Cordova turns to posted notices after local newspaper closes
The City of Cordova is moving to foreclose on properties whose owners didn't pay their 2025 taxes, and it has to tell the public. It just doesn't have a printed newspaper to tell them in.
"Because the local newspaper is no longer in circulation," the city announced, it posted the foreclosure notices in four public locations around town, where they will stay for 30 days — the method it says the law requires. The city did not say where the four are.
The newspaper in question has not gone anywhere. The Cordova Times, founded in 1914, printed its final edition on March 27 after 112 years — but it did not close. It moved online, and it is still publishing, still covering the same city hall now tacking notices to walls. "The Cordova Times is not going away," owner and publisher Rachel Kallander wrote in a farewell to print, telling readers the economics of printing had simply become unsustainable.
Kallander grew up in Cordova and bought the paper in 2022, when its previous owner, the Native Village of Eyak, announced it would shut the Times down if no buyer came forward — and offered it away for free. She kept it running, first weekly, then twice a month, then on the web.
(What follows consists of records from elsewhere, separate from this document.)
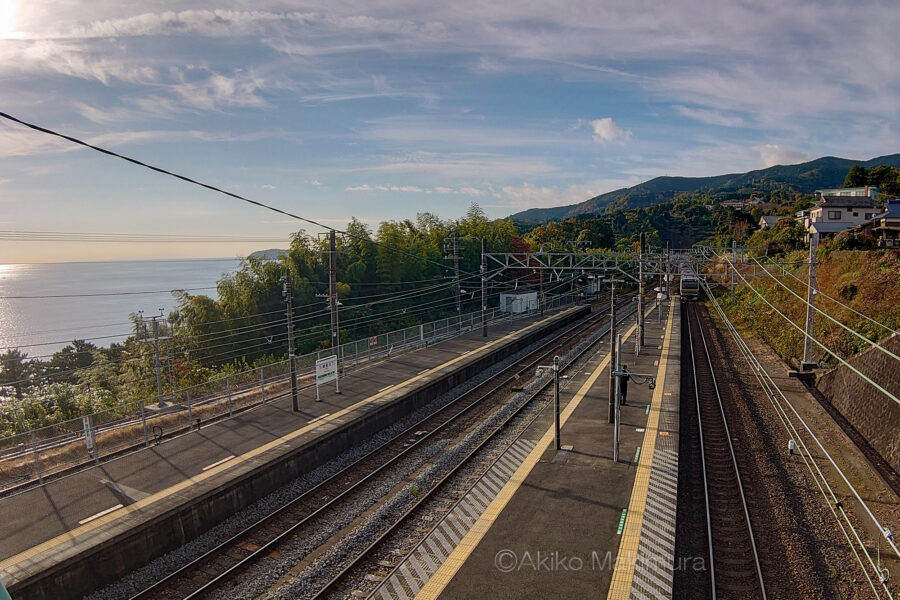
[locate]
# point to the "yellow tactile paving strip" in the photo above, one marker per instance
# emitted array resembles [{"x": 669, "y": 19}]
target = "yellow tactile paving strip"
[
  {"x": 467, "y": 545},
  {"x": 22, "y": 559},
  {"x": 623, "y": 574}
]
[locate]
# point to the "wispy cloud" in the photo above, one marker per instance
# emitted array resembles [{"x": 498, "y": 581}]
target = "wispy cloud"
[
  {"x": 773, "y": 154},
  {"x": 606, "y": 130}
]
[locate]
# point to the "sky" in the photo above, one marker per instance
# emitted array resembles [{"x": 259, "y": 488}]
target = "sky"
[{"x": 387, "y": 108}]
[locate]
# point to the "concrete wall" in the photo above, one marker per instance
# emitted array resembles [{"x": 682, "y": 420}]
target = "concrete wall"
[
  {"x": 873, "y": 414},
  {"x": 189, "y": 517}
]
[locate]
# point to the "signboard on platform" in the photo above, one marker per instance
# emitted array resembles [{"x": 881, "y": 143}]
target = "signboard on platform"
[
  {"x": 88, "y": 433},
  {"x": 326, "y": 369}
]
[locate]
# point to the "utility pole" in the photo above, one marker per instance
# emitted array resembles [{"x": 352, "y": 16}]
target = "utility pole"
[
  {"x": 155, "y": 319},
  {"x": 556, "y": 398},
  {"x": 452, "y": 247},
  {"x": 333, "y": 302},
  {"x": 808, "y": 362},
  {"x": 734, "y": 267},
  {"x": 640, "y": 340},
  {"x": 483, "y": 286},
  {"x": 289, "y": 308},
  {"x": 611, "y": 417},
  {"x": 614, "y": 367},
  {"x": 541, "y": 296}
]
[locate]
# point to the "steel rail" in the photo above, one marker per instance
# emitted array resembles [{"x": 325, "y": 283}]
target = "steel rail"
[
  {"x": 733, "y": 456},
  {"x": 230, "y": 542},
  {"x": 332, "y": 585}
]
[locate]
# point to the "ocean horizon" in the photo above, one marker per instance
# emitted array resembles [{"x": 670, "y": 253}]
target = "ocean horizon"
[{"x": 45, "y": 306}]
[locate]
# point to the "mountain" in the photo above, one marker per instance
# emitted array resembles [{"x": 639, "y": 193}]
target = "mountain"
[{"x": 825, "y": 172}]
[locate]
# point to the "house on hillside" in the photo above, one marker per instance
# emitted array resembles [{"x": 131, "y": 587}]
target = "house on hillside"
[
  {"x": 834, "y": 214},
  {"x": 743, "y": 204},
  {"x": 869, "y": 191},
  {"x": 885, "y": 226},
  {"x": 766, "y": 221}
]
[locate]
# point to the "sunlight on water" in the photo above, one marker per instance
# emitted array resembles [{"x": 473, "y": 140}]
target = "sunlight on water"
[{"x": 40, "y": 326}]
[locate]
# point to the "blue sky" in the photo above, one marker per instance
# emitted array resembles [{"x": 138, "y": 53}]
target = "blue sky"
[{"x": 389, "y": 108}]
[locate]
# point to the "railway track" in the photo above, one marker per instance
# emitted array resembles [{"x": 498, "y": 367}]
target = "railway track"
[
  {"x": 213, "y": 572},
  {"x": 402, "y": 537},
  {"x": 734, "y": 565}
]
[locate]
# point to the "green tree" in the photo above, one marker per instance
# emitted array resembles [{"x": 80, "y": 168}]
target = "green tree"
[{"x": 856, "y": 177}]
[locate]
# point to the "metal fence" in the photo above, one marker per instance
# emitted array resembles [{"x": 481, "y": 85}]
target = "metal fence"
[{"x": 31, "y": 456}]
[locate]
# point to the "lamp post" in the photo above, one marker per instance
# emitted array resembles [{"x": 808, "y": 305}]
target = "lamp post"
[
  {"x": 555, "y": 368},
  {"x": 618, "y": 374},
  {"x": 288, "y": 300}
]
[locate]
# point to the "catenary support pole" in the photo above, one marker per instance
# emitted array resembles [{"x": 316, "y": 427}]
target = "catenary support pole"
[
  {"x": 611, "y": 417},
  {"x": 333, "y": 301},
  {"x": 556, "y": 399},
  {"x": 483, "y": 286},
  {"x": 288, "y": 294},
  {"x": 808, "y": 362},
  {"x": 640, "y": 340}
]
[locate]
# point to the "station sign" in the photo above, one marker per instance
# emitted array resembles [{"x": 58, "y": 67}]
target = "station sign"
[
  {"x": 326, "y": 369},
  {"x": 89, "y": 440}
]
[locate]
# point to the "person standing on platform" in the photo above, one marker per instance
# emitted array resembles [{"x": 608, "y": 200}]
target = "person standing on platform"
[{"x": 623, "y": 384}]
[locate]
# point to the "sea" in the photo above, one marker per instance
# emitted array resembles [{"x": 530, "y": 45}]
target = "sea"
[{"x": 43, "y": 307}]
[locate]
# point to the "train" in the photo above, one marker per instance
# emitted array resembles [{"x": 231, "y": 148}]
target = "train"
[{"x": 690, "y": 286}]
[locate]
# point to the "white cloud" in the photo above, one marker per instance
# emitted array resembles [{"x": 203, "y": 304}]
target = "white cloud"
[
  {"x": 528, "y": 195},
  {"x": 606, "y": 130},
  {"x": 385, "y": 188},
  {"x": 713, "y": 117},
  {"x": 773, "y": 154}
]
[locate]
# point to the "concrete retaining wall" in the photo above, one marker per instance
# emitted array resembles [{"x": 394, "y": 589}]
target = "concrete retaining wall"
[
  {"x": 873, "y": 414},
  {"x": 189, "y": 517}
]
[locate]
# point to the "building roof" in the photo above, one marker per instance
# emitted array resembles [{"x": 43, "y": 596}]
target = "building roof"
[
  {"x": 847, "y": 202},
  {"x": 892, "y": 210},
  {"x": 820, "y": 227},
  {"x": 862, "y": 191}
]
Which leaves a gap between what exists and what counts. Cordova has a newspaper. Its readers are online. But for the purpose of warning someone they may lose their property, the city is relying on four walls in a town of 2,300 with no road out.
The city filed its foreclosure petition in Superior Court on July 1. Property owners have until Aug. 31 to answer, and the full list can be examined at the City Clerk's office.